Selon le sémillant Pascal Serre, le rédac'chef au nœud pap du Journal du Périgord, le dernier ouvrage de Gilles Delluc, « Le sexe au temps des Cro-Magnons » ne saurait être qualifié de « racoleur ». Difficile en effet d'afficher le moindre désaccord avec ce pertinent jugement. Le livre, publié par les éditions Pilote 24 qui, avec cette ultime livraison, se signalent, une fois de plus par l'indigence iconographique d'une production pléthorique, n'est pas, c'est le moins qu'on puisse dire, destiné aux érotomanes . Si la mariée est trop belle, tant le savoir de l'auteur s'avère encyclopédique, elle n'en reste pas moins peu excitante puisque, au lieu de nous parler d'amour charnel, elle expose essentiellement, au fil de centaines de pages, ses problèmes génétiques, génitaux, médicaux, domestiques… voire culturels, en un long et rasoir déballage savant qui pousse à recommander, en priorité, la consultation de ce manuel new style aux amateurs de préhistoire stricto sensu . En effet, le livre qui ne coûte que 23 € remplace avantageusement tous les écrits précédents sur les conditions d'existence, les cultures matérielles et spirituelles de nos ancêtres du paléolithique supérieur. Le lecteur lambda, en revanche, ne frémira pas à l'évocation des émois ressentis par de jolies magdaléniennes pour d'athlétiques chasseurs eux mêmes troublés par la vision de quelque vénus dont les standards plastiques leur paraissaient affriolants !

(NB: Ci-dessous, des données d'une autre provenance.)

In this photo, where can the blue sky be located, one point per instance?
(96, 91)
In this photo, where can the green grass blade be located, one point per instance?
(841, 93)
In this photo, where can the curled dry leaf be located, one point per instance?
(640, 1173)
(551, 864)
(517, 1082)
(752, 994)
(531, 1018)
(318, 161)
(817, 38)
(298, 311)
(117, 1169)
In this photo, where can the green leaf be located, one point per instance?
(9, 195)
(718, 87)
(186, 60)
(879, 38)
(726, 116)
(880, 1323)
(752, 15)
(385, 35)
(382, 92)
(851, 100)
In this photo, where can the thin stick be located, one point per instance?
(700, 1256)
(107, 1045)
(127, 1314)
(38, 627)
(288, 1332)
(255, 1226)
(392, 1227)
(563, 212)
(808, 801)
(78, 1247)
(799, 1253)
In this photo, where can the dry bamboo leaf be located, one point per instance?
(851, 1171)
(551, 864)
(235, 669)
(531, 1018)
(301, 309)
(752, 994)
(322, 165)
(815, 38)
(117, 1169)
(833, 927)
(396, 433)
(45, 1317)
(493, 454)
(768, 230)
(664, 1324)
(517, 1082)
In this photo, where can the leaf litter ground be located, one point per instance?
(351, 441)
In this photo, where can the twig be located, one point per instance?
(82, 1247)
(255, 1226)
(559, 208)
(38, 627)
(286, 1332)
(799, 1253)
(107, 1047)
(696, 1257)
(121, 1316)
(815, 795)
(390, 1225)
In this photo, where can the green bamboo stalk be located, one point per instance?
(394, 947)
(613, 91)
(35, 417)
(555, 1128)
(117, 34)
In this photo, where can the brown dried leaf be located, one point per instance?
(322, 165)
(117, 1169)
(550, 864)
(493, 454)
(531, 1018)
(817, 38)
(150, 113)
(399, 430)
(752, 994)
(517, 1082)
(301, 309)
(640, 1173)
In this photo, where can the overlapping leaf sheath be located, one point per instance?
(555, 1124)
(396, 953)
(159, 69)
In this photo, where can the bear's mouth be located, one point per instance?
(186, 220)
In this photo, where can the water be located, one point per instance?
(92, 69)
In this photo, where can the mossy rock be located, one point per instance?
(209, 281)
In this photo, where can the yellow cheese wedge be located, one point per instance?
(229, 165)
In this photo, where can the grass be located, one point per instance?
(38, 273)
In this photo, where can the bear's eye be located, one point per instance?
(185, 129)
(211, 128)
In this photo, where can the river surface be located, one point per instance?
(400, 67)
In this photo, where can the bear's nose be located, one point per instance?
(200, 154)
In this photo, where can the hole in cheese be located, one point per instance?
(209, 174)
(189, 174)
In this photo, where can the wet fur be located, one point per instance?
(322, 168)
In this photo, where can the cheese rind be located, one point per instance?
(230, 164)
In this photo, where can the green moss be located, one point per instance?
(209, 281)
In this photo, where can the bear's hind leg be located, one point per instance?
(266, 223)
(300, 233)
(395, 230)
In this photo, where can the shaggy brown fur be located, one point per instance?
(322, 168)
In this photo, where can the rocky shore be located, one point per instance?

Noël approche à grands pas ; nul doute que dans les jours et semaines à venir bien d'autres titres fraîchement sortis des presses se disputeront les meilleures places dans les vitrines des rares, mais encore trop nombreux, libraires qui subsistent au pays de Montaigne en raison du peu d'intérêt que suscite leur profession (sacerdoce ?).